Last week, another team member finished up. He had been with us a few months, but was still on probation, and it was eventually decided he wasn’t a good fit for the role and was let go. Being that these events happened one after another, it’s easy to recognise the difference between each situation. When I was told he was gone, it was actually a relief. Not that he was particularly difficult to work with, but after the fact, I reflected on his working style and realised it was painfully obvious he was not a good fit.

The reason I chose to write about this in Life After Undergrad, is although I have been at this job 8 months now, this is a totally new experience for me. I have never experienced a team member leaving on someone else’s terms.

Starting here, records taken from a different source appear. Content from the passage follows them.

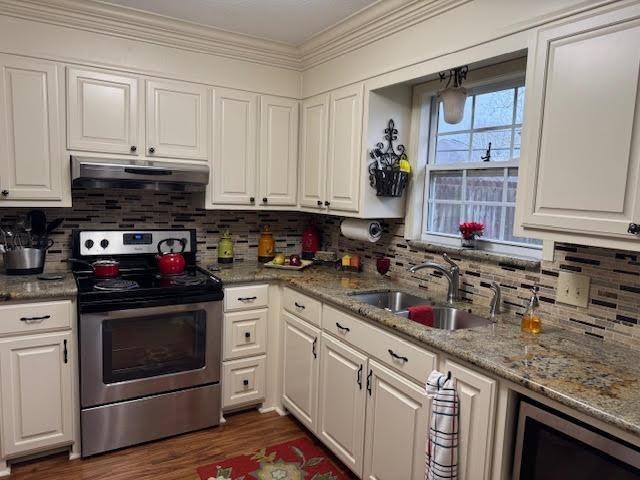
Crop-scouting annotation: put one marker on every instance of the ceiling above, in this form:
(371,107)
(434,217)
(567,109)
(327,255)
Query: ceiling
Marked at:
(288,21)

A few have resigned and been replaced, but it isn’t the same as someone being fired. It forces you to think about your own place in the team.

On the day we found out he would not be returning, the team spent the day reflecting on it. What he was like, what the new person might be like etc. And one of the managers made a comment about how this team that we have now is really strong, and works well, so she hopes the new guy can fit into that. Although this sounds stupidly obvious, I realised in that moment that I am a part of this team, and it felt like I had an epiphany just hearing her say that.

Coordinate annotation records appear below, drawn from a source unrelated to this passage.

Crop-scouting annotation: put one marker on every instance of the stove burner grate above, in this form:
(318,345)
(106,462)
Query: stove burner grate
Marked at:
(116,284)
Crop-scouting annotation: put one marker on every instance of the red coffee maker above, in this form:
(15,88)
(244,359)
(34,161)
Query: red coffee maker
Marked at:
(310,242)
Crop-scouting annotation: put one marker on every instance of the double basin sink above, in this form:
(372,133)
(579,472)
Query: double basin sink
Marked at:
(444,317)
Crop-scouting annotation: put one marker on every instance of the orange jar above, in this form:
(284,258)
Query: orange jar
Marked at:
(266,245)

I have a lot of doubts about whether I measure up at work. I feel like I make too many mistakes and don’t catch on fast enough. As a graduate I don’t have prior experience, and I feel as though they have to keep teaching me things from scratch. But they didn’t fire me while I was in probation. Not only that, they think we make a strong team. I suppose my epiphany was simply that I realised I succeeded and he didn’t. My doubts about whether I fit in this role were somewhat put at ease, because it became so much more real knowing that if they wanted to fire me, they would have done it a long time ago. They wouldn’t hold back. Not everyone makes it in a new job and employers don’t keep you around if they don’t find you valuable. I just have to keep my work above the line and not let the team down.

Before my friend left, we went out for coffee and she was saying that as I become more experienced I will learn that people come and go from jobs a lot. You just have to roll with it. But it seems the working world is still brand new to me. Even now, I still feel like a child being babysat by the adults I work with. But I need to stop thinking of myself that way, because they didn’t fire me.